August 9, 2019 — 4 min read
GBP plunges again on soft GDP readings.
USD/CAD is choppy after a weak employment report card
WTI Crude oil continues to move northbound, gaining 3% as of this writing.
EUR/USD has gone into a consolidation zone after bouncing back from its lowest level since April 2017. The move was triggered by a general USD- selloff after China retaliated with an adjustment to the CNY. The euro bloc continues to spew poor economic data and there are concerns that politics in Italy could inject more uncertainty in the shared currency. For now, the pair seems to have largely ignored these macro shifts. The outlook remains bearish.
The US dollar index is moving within tight ranges and the GBP is the weakest among the G-10 currencies on the final session of the week. Soft GDP readings from the UK applied selling pressure on a beleaguered sterling, sending the GBP/USD pair to its lowest level since December 2016.
The market is also seeing a rebound in commodity-linked currencies propped by a recoil in WTI crude oil from a seven-month low. Meanwhile, the US Fed could see its options to avoid a successive rate cut dwindling rapidly – the US producer price index declined 0.1% last month after recording an increase for five consecutive months. With an escalation in trade tensions and softer inflation, the central bank could be called again to provide additional insurance cut. We expect market moves to be subdued ahead of the long weekend with a bias for safe-haven assets.
The Sterling saw its temporary relief coming to an end after GDP report showed the UK contracted. GDP shrank 0.2% in Q2, reversing the 0.5% growth in the previous quarter and led by a sharp decline (1.4%) in the manufacturing sector. Meanwhile, the services sector eased to its weakest growth in three years. The readings are weaker than market estimates and the forecasts from the Bank of England. The GBP/USD had no other direction to go than south and is currently trading near levels last seen in January 2017.

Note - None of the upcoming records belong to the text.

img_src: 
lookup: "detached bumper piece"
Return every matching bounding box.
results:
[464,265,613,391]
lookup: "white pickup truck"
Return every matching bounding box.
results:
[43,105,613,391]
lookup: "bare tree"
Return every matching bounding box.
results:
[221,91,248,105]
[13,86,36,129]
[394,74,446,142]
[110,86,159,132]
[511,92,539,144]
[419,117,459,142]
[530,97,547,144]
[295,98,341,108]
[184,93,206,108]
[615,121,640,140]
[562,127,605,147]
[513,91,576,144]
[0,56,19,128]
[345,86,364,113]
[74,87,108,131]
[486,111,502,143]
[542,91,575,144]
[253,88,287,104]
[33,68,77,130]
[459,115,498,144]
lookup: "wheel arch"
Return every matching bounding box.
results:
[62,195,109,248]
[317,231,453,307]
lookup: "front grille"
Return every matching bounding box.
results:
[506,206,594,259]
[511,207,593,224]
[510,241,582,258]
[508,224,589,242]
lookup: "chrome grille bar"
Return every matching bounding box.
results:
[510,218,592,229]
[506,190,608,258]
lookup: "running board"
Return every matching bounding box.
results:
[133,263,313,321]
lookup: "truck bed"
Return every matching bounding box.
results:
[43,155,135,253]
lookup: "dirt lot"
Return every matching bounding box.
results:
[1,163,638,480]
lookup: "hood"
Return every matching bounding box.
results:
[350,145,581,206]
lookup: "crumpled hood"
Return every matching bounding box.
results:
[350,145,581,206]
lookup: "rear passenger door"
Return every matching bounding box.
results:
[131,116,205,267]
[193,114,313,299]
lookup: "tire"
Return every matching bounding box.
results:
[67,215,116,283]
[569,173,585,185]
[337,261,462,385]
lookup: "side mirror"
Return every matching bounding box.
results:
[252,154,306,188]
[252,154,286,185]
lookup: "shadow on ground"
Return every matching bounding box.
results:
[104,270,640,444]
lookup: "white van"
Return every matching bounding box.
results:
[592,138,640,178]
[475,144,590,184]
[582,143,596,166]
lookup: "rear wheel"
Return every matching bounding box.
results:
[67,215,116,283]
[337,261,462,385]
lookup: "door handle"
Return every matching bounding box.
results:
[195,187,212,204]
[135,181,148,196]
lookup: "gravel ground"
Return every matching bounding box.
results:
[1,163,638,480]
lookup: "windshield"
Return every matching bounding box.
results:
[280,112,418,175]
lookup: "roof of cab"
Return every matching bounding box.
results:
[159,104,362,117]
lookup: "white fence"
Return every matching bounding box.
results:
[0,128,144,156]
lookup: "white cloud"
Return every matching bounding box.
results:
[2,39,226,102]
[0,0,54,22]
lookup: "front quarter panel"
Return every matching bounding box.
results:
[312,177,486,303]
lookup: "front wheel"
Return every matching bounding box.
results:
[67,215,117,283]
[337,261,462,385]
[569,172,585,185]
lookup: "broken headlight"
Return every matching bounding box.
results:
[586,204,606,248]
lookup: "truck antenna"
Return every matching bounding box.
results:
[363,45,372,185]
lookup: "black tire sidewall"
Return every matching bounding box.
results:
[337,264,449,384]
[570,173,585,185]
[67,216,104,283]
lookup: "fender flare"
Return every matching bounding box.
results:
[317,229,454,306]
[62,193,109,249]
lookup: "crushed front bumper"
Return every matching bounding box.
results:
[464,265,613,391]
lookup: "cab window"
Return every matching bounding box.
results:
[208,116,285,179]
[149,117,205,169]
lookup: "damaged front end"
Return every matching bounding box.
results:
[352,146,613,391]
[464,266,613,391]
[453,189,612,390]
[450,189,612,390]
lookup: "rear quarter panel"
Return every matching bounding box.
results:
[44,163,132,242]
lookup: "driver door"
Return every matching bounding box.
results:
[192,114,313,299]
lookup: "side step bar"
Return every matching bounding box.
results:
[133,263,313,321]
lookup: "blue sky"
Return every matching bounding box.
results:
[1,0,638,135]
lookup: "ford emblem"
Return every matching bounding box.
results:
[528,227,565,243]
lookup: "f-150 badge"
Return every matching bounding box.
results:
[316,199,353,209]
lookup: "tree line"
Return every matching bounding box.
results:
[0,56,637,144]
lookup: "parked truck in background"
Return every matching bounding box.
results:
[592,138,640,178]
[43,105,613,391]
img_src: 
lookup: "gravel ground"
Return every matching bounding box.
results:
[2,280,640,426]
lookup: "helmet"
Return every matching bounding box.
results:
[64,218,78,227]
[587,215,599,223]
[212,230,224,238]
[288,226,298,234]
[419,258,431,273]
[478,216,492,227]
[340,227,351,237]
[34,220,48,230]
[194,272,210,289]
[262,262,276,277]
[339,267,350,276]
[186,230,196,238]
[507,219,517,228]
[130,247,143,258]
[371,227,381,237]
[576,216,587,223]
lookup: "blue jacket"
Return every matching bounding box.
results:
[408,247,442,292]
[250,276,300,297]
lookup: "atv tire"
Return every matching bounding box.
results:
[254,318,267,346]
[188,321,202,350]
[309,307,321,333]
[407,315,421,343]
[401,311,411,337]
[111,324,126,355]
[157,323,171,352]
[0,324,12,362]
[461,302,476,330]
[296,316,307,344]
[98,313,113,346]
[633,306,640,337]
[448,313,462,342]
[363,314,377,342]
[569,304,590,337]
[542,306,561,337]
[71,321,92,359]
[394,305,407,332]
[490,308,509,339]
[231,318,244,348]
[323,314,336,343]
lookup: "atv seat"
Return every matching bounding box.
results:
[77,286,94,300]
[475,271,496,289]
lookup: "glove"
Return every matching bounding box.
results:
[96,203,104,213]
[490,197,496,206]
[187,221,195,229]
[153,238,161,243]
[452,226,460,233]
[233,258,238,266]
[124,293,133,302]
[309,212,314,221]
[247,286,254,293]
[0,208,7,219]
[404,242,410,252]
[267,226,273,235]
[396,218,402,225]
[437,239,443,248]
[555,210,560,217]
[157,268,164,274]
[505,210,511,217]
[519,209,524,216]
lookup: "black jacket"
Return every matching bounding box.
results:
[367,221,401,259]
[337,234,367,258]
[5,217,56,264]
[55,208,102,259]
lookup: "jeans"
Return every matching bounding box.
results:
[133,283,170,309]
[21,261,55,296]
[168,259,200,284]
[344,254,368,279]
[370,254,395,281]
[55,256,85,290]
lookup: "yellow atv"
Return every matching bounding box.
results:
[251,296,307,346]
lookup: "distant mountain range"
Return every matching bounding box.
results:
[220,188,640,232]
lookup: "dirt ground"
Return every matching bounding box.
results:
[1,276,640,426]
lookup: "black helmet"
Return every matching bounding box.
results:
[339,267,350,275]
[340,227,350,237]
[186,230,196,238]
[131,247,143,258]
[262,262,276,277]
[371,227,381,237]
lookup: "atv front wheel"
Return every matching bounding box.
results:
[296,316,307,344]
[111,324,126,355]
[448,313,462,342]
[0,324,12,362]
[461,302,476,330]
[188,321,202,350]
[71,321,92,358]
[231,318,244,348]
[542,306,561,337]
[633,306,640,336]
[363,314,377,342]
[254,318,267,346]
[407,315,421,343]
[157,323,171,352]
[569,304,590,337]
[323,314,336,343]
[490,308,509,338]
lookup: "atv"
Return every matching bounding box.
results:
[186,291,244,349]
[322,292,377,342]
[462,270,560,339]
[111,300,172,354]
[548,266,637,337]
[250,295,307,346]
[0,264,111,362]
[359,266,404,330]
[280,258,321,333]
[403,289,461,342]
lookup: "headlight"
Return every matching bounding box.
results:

EUR/USD continues its consolidation theme around the 1.1200 region despite the brewing political crisis in Italy and poor incoming data. The market may start to worry about political fallouts of a collapse of the Italian government. The country also recorded a sharp decline in its manufacturing industry. The June report saw output slipping 2.2% after a previous month growth of 1.6%. Along with the stagnation in Germany, economic growth in the euro bloc is starting to send signals of distress. The Euro is holding on to current levels – a drop from here could raise calls of currency manipulation ahead of US-EU trade talks.
USD/CAD halted its slide following weaker employment report card from Canada. The unemployment rate rose 0.2% and 24k jobs were lost largely as a result of a decline of 69k from the private sector. The market was expecting a net growth of 15k. The currency pair jumped higher on the headline news, but we expect further gains to be limited. WITI oil futures in bouncing higher, up 2.4% on the day and adding support to the loonie.
The Australian Dollar rose above 0.6800 mark, as it has been wont to do in recent weeks. Dovish remarks from RBA Governor Lowe, reduced economic and inflationary forecasts and a weak Producer Price Index all kept the Aussie dollar in familiar ranges.
The greenback remains under pressure versus traditional safe-haven Japanese Yen. USD/JPY is trading near the lower end of recent ranges as the market remains cautious despite relative calmness. The Japanese economy surprised the market, growing a faster pace than market estimates. The Q2 GDP grew by 0.4% bolstered by consumption activities ahead of October's sales tax decision. Uncertainty over the US-led trade tension endures and will keep JPY in focus.